Peter Deutsch and others at Sun Microsystems made a collection of "Fallacies of Distributed Computing" claims to illustrate the erroneous presumptions that programmers unfamiliar with distributed applications frequently make.
What we often see with the creation of microservice architectures is that these fallacies should be addressed.
Here is the list of fallacies:
The network is reliable. This is the most critical fallacy. Networks are inherently unreliable and prone to outages, delays, and malicious attacks. Distributed systems must be designed to handle these inevitable hiccups gracefully.
➡️ Example: A microservices application may fail if it doesn't gracefully handle network timeouts, causing service failures.
Latency is zero. Every action reacts, and distributed systems are no exception. Messages take time to travel, and computations take time to complete. Ignoring latency can lead to performance bottlenecks and unpredictable behavior.
➡️ Example: A real-time analytics platform may deliver outdated insights if it doesn't account for data transmission delays.
Bandwidth is infinite. While bandwidth constantly increases, it's not unlimited. Distributed systems often generate massive amounts of data, and underestimating bandwidth constraints can lead to slowdowns and congestion.
➡️ Example: Streaming high-resolution video without compression can overwhelm network resources, leading to buffering and delays.
The network is secure. Your data is not invincible because it is spread across many machines. Distributed systems offer a larger attack surface, and security considerations must be woven into the very fabric of the design.
➡️ Example: Transmitting sensitive data over an unsecured network can result in data interception by malicious actors.
Topology doesn’t change. Networks are dynamic entities, constantly evolving as nodes are added, removed, or reconfigured. Distributed systems need to adapt to these changes without skipping a beat.
➡️ Example: A fixed IP address in configuration files can cause service disruptions if servers are moved or readdressed.
There is one administrator. In the real world, distributed systems often span many administrative domains. Understanding and coordinating across these boundaries is essential for smooth operation.
➡️ Example: Inconsistent firewall rules between departments can create security gaps or connectivity issues.
The transport cost is zero. However, sending data across a network isn't free. Each hop incurs a cost, both in time and resources. Optimizing data transfer is crucial for efficient distributed systems.
➡️ Example: Excessive API calls in a cloud service can inflate costs due to data egress fees.
The network is homogeneous, and different networks have different characteristics. What works on a local network might translate poorly to the global Internet. Distributed systems need to be flexible and adaptable to diverse network environments.
➡️ Example: An application optimized for high-speed wired connections may perform poorly on mobile networks.

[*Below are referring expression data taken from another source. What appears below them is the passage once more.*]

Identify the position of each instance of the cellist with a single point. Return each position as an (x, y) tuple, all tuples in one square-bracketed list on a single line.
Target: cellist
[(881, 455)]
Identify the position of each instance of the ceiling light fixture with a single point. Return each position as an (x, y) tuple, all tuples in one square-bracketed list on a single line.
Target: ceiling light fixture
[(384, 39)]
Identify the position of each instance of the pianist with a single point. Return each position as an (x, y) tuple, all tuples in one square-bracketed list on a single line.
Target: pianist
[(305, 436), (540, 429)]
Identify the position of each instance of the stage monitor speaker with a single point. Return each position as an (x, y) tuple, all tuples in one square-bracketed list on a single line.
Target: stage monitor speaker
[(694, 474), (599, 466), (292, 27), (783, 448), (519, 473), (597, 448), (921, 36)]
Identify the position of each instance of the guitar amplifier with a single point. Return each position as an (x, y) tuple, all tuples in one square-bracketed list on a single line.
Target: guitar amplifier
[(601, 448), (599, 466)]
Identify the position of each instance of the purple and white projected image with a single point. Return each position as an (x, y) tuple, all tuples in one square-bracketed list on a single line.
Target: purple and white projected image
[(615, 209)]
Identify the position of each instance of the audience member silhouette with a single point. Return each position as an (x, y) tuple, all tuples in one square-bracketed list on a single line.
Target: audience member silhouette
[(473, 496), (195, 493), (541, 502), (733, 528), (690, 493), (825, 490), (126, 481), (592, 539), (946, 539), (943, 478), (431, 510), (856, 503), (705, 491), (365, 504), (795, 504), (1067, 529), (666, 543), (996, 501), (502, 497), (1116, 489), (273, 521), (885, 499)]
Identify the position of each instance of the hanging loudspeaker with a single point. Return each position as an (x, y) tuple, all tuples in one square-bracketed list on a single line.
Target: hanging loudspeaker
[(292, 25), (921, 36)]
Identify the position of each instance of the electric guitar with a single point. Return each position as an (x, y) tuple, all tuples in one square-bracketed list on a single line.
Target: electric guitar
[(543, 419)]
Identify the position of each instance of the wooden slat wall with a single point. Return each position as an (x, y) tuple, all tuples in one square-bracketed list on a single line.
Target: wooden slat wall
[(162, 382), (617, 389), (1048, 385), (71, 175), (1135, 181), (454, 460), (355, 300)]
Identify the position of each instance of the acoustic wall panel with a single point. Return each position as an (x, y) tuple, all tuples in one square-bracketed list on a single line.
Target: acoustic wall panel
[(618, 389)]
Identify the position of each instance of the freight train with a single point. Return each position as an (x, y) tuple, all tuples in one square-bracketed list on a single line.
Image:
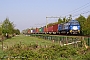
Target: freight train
[(71, 27)]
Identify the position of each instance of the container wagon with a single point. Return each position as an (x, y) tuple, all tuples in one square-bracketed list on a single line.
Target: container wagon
[(53, 29)]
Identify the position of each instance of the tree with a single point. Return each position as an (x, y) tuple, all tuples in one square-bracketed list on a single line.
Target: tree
[(7, 27)]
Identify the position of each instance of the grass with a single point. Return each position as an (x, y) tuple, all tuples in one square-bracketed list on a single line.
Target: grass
[(25, 40)]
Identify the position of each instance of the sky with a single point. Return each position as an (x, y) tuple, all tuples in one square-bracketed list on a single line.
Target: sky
[(32, 13)]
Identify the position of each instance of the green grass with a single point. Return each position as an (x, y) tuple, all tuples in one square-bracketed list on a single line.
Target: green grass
[(25, 40)]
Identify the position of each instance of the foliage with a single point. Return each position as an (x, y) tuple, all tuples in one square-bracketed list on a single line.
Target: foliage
[(7, 27), (53, 52), (82, 21)]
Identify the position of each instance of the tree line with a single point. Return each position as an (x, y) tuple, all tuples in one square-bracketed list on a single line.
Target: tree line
[(84, 23), (8, 28)]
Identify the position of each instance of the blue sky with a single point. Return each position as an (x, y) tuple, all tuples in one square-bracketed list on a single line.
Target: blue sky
[(32, 13)]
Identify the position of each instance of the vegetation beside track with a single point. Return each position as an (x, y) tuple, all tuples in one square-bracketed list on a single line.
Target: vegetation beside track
[(26, 47)]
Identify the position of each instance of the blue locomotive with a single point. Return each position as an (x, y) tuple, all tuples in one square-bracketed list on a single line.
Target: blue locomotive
[(71, 27)]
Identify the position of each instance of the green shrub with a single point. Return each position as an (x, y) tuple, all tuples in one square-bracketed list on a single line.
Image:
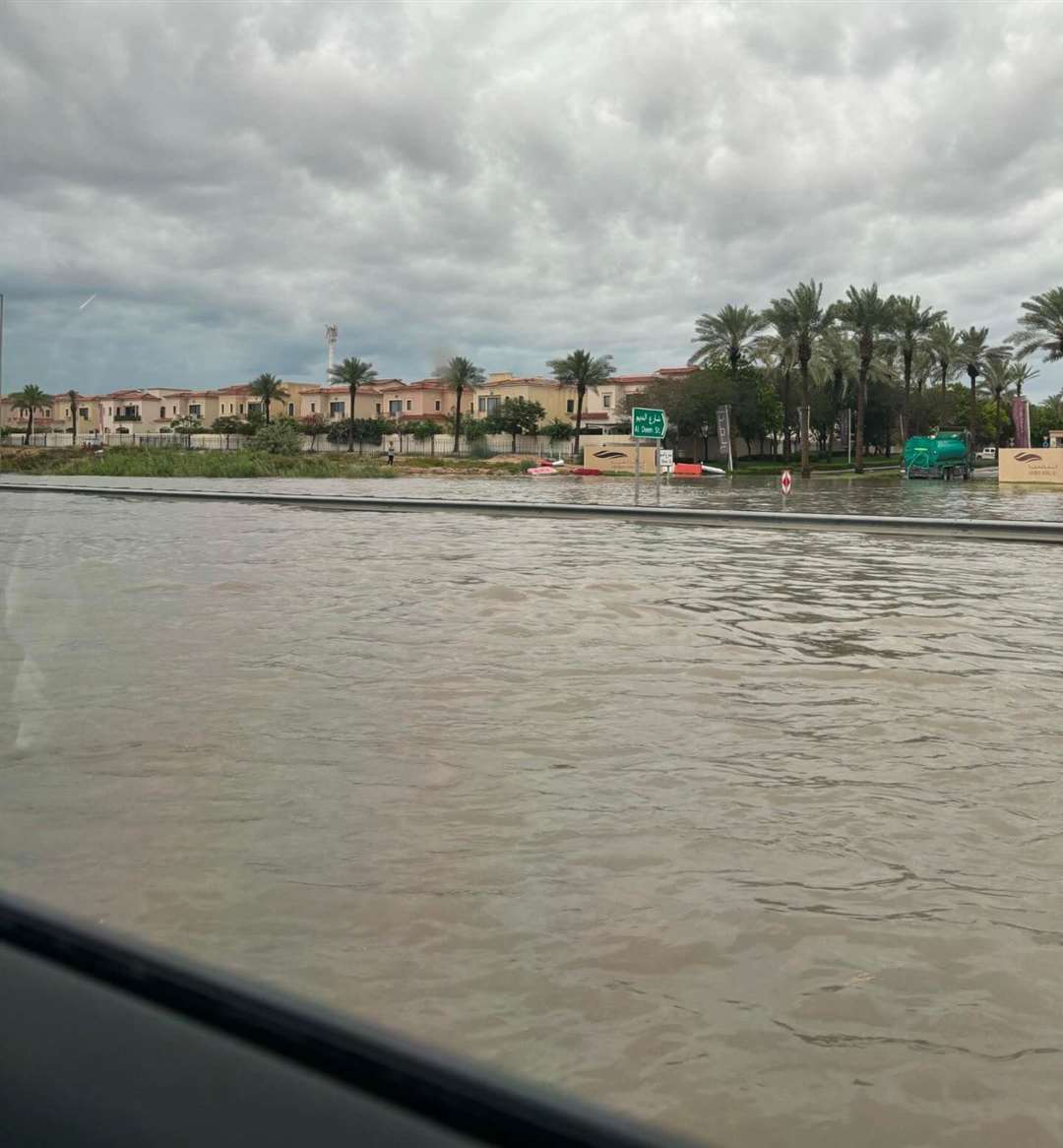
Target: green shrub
[(281, 437)]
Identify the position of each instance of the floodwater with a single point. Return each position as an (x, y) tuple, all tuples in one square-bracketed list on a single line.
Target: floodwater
[(757, 835)]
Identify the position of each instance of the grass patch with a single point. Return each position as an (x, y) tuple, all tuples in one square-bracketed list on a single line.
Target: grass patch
[(170, 463)]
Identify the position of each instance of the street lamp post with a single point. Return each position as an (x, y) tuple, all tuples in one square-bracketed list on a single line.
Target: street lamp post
[(1, 377)]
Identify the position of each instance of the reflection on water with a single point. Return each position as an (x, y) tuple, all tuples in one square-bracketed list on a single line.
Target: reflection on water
[(841, 493), (759, 835)]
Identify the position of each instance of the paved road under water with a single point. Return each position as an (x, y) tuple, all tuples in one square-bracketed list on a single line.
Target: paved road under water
[(757, 835)]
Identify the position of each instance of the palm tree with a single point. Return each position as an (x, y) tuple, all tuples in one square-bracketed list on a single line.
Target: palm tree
[(1040, 329), (975, 354), (835, 361), (780, 351), (461, 373), (352, 373), (73, 395), (944, 344), (581, 370), (268, 388), (912, 325), (865, 315), (802, 313), (998, 381), (30, 399), (726, 334)]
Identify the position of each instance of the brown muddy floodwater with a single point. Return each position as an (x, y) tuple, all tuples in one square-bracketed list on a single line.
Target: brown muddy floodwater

Understanding these fallacies is the first step toward building reliable distributed systems, but also:
Design systems with redundancy and fault tolerance.
Put monitoring and alerting systems in place.
Rank security best practices and data encryption.
Optimize communication protocols for efficiency and performance.
Choose technologies and architectures suited to the specific needs of the system.
Cloud Design Patterns ☁️
These design principles can be used to create dependable, scalable, and secure cloud systems. Most cloud workloads are prone to the fallacies of distributed computing, so these patterns raise awareness and mitigate them, including trade-offs.
We can group Cloud Design Patterns into three general groups. Each pattern can be applied to any distributed system, whether hosted on-prem or cloud platform.
The main Cloud Design Pattern groups are:
1. Data Management 📊
The main component of cloud applications is data management, which affects most of the quality criteria. Data is hosted across many servers and locations for performance, scalability, or availability. This could pose several difficulties. For instance, data synchronization between many places is often required to ensure data consistency.
The most important patterns in this group are:
Cache-Aside Pattern. Improve application performance and reduce the load on data stores by caching frequently accessed data.
Command and Query Responsibility Segregation (CQRS) Pattern. Separate read and write operations to optimize performance, scalability, and security.
Event Sourcing Pattern. Maintain a complete history of changes to an application's data.
Materialized View Pattern. Improve query performance by precomputing and storing the results of complex queries.
Sharding Pattern. Scale data storage by partitioning data across multiple databases or servers.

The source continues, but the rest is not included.